SDIWG:NCBC Software Classification MAGNet Examples

2007-05-13T22:23:35Z

Aris:

===DelPhi===
* '''Description''': DelPhi provides numerical solutions to the Poisson-Boltzmann equation (both linear and nonlinear form) for molecules of arbitrary shape and charge distribution. The current version is fast (the best relaxation parameter is estimated at run time), accurate (calculation of the electrostatic free energy is less dependent on the resolution of the lattice) and can handle extremely high lattice dimensions. It also includes flexible features for assigning different dielectric constants to different regions of space and treating systems containing mixed salt solutions.
* '''Data Input''': DelPhi takes as input a coordinate file format of a molecule or equivalent data for geometrical objects and/or charge distributions
* '''Data Output''': electrostatic potential in and around the system
* '''Implementation Language''': Fortran and C
* '''Version, Date, Stage''': Stable public release
* '''Authors''': E.Alexov, R.Fine, M.K.Gilson, A.Nicholls, W.Rocchia, K.Sharp, and B. Honig.
* '''Platforms Tested''': Unix-SGI IRIX, linux, PC (requires Fortran and C compilers), AIX IBM version and Mac.
* '''License''': Freely available to academia; pay model for commercial users.
* '''Keywords''': Finite Difference Poisson-Boltzman Solver
* '''URL''': http://trantor.bioc.columbia.edu/delphi
* '''Organization''': MAGNet
* '''NCBC Ontology Classification''': Atomic --> SoftwareFunction --> Protein Modeling and Classification --> Numerical Calculation of Electrostatic Potential

===GRASP===
* '''Description''': A molecular visualization and analysis program. It is particularly useful for the display and manipulation of the surfaces of molecules and their electrostatic properties.
* '''Data Input''': PDB files, potential maps from DelPhi
* '''Data Output''': molecular graphics.
* '''Implementation Language''': Fortran
* '''Version, Date, Stage''': v1.3.6 .Stable public release.
* '''Authors''': Anthony Nicholls and Barry Honig.
* '''Platforms Tested''': SGI machines: irix 5.x and 6.x (INDYs, INDIGOs including Impact, Octane and O2) systems.
* '''License''': Freely available to academia.
* '''Keywords''': molecular visualization
* '''URL''': http://trantor.bioc.columbia.edu/grasp
* '''Organization''': MAGNet
* '''NCBC Ontology Classification''': Atomic --> SoftwareFunction --> Protein Modeling and Classification --> Molecular Visualization Package

===Nest===
* '''Description''': Modeling protein structure based on a sequence-template alignment. The current server works only for modeling with a single template.

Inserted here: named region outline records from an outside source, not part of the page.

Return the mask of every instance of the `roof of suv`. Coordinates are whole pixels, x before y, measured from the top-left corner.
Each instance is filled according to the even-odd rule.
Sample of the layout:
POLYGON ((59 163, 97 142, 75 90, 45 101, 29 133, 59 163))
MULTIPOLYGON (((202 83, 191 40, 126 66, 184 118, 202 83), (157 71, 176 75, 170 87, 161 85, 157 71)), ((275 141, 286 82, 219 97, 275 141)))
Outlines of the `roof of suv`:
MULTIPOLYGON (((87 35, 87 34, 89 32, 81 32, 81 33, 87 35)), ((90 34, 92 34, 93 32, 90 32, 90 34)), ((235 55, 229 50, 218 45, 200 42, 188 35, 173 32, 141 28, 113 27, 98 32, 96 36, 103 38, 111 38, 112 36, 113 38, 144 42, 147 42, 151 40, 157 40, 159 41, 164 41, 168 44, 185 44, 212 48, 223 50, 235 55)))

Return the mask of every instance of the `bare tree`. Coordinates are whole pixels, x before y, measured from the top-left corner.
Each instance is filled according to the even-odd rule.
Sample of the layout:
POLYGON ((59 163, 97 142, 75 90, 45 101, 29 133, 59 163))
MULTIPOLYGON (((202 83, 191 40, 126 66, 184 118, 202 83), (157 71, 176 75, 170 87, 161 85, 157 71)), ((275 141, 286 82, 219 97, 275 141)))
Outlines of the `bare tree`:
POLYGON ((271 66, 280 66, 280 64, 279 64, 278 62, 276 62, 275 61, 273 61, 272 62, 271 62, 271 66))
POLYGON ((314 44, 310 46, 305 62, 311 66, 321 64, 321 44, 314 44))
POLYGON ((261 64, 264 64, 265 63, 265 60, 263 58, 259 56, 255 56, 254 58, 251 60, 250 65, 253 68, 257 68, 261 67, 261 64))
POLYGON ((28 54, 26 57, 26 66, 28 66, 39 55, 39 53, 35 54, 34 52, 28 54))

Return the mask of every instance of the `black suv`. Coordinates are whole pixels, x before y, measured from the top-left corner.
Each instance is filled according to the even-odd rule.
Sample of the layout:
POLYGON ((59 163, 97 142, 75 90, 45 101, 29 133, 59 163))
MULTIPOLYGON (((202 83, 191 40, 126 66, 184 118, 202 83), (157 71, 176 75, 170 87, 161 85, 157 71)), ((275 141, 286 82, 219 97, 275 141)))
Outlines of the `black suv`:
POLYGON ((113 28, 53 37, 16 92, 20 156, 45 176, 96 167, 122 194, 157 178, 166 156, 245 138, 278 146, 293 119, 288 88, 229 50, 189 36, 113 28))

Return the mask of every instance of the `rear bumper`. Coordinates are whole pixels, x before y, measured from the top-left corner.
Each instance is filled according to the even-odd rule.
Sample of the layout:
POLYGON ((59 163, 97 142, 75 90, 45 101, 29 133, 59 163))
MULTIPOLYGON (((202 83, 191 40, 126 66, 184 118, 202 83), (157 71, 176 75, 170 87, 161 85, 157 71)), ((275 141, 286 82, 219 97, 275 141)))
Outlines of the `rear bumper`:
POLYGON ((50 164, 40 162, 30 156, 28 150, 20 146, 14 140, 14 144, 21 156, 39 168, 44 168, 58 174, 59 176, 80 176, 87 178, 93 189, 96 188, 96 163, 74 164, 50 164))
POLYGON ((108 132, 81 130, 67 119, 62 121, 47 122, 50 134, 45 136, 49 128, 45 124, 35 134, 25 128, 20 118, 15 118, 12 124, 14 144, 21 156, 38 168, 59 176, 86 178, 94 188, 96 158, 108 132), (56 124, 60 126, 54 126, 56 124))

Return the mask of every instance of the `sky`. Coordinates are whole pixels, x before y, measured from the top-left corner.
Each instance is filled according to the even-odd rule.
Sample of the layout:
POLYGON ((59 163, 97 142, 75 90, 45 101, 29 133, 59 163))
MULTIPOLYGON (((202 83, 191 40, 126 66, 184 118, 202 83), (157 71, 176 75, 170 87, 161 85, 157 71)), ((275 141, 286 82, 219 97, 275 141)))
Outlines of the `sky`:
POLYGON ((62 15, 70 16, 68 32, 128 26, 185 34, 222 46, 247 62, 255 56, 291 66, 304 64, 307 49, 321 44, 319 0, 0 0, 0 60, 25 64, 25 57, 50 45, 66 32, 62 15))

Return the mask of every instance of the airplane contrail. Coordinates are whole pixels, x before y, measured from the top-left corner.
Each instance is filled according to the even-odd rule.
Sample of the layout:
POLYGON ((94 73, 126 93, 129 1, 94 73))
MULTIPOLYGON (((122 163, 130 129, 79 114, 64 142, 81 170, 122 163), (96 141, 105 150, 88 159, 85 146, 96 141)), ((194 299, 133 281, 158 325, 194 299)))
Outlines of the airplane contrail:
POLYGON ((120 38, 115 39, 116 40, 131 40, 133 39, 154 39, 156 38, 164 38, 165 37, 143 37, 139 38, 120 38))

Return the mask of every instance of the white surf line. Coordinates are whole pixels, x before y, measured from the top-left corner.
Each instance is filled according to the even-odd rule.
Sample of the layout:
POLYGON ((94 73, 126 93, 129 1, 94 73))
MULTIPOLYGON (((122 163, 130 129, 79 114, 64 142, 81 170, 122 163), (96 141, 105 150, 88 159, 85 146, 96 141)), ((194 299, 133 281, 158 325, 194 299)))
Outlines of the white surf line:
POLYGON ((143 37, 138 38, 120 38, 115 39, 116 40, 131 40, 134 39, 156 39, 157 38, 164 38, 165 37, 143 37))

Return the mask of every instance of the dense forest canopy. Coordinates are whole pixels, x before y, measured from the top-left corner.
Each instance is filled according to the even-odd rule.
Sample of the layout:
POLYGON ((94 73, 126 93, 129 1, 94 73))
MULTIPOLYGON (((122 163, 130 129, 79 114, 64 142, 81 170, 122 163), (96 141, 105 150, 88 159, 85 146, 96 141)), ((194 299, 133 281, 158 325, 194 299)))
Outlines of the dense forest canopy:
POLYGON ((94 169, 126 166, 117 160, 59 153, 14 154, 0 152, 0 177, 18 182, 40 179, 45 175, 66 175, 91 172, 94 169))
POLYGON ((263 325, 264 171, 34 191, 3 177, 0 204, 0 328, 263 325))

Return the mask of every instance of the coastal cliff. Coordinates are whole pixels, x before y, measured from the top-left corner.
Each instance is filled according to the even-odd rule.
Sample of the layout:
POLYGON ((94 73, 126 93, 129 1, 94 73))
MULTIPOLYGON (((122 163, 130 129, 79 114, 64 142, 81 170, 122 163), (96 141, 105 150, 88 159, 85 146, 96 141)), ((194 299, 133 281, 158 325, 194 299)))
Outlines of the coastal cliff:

Part of jackal, which can be downloaded.
* '''Data Input''': pir and PDB files
* '''Data Output''':
* '''Implementation Language''': C++
* '''Version, Date, Stage''': Stable public release.
* '''Authors''': Xiang, Z. and Honig, B.
* '''Platforms Tested''': platform independent (web based tool)
* '''License''': Freely available to academia.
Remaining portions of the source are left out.